Abstract
Ceftazidime (CAZ, SN401), a new parenteral cephalosporin antibiotic, was administered to 14 healthy male volunteers to study its tolerance and pharmacokinetics, by intramuscular injection (0.5g), 1-hour intravenous drip infusion (1g and 2g, in a cross over method), 2-hours intravenous drip infusion (2g), intravenous bolus injection (0.5g and 1g, in a cross over method) and multiple intravenous bolus injection (1g, at 12 hour intervals, 9 times).
1. In the examinations on tolerance such as subjective and objective symptoms, physical examinations, haematology, serum biochemistry, urinalysis, etc., no abnormalities attributable to CAZ were noted.
2. CAZ achieved high plasma levels after intramusclar and intravenous injections, corresponding to the increase of the administered dose. The plasma half life of CAZ was 1.6-2.1 hours, which was comparatively long, and even at 8 hours after administration, 0.9-5.7μg/ml of CAZ was detected in plasma.

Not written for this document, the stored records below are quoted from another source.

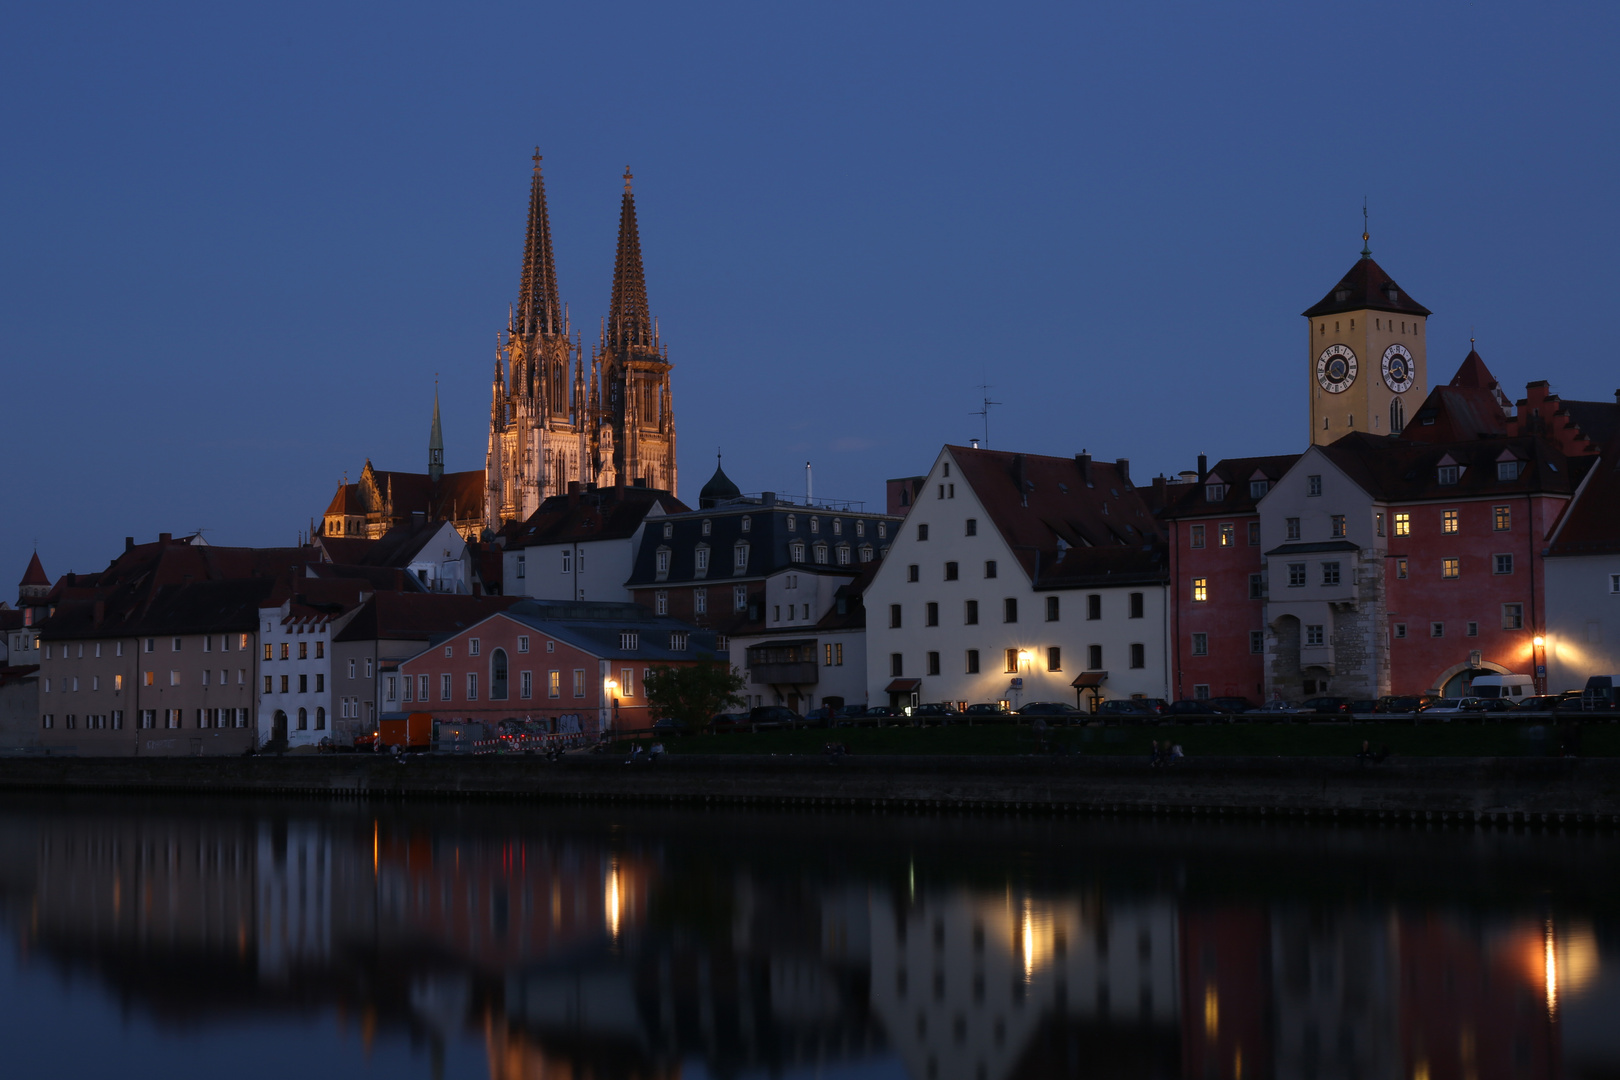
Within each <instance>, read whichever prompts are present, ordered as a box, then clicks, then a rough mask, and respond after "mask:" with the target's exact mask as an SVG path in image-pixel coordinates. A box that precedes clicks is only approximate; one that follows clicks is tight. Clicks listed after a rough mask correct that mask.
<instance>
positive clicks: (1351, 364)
mask: <svg viewBox="0 0 1620 1080" xmlns="http://www.w3.org/2000/svg"><path fill="white" fill-rule="evenodd" d="M1354 381H1356V353H1353V351H1351V350H1349V345H1328V347H1327V348H1324V350H1322V355H1320V356H1317V384H1320V387H1322V389H1324V390H1327V392H1328V393H1343V392H1345V390H1348V389H1349V384H1351V382H1354Z"/></svg>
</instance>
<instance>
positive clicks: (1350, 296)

3. CAZ was not inactivated in the body and about 90% of the dose was excreted within 12 hours after administration regardless of dose levels or administration routes.
4. In multiple dose of CAZ (1g of i. v. bolus injection, 9 times, 12 hourly), there was no variation in the plasma level and urinary excretion level, nor tendency to accumulation.
From the above results, CAZ was considered to be a safe drug with favorable pharmacokinetics, and from its high antibacterial activity, CAZ was expected to be a clinically effective drug in various infections.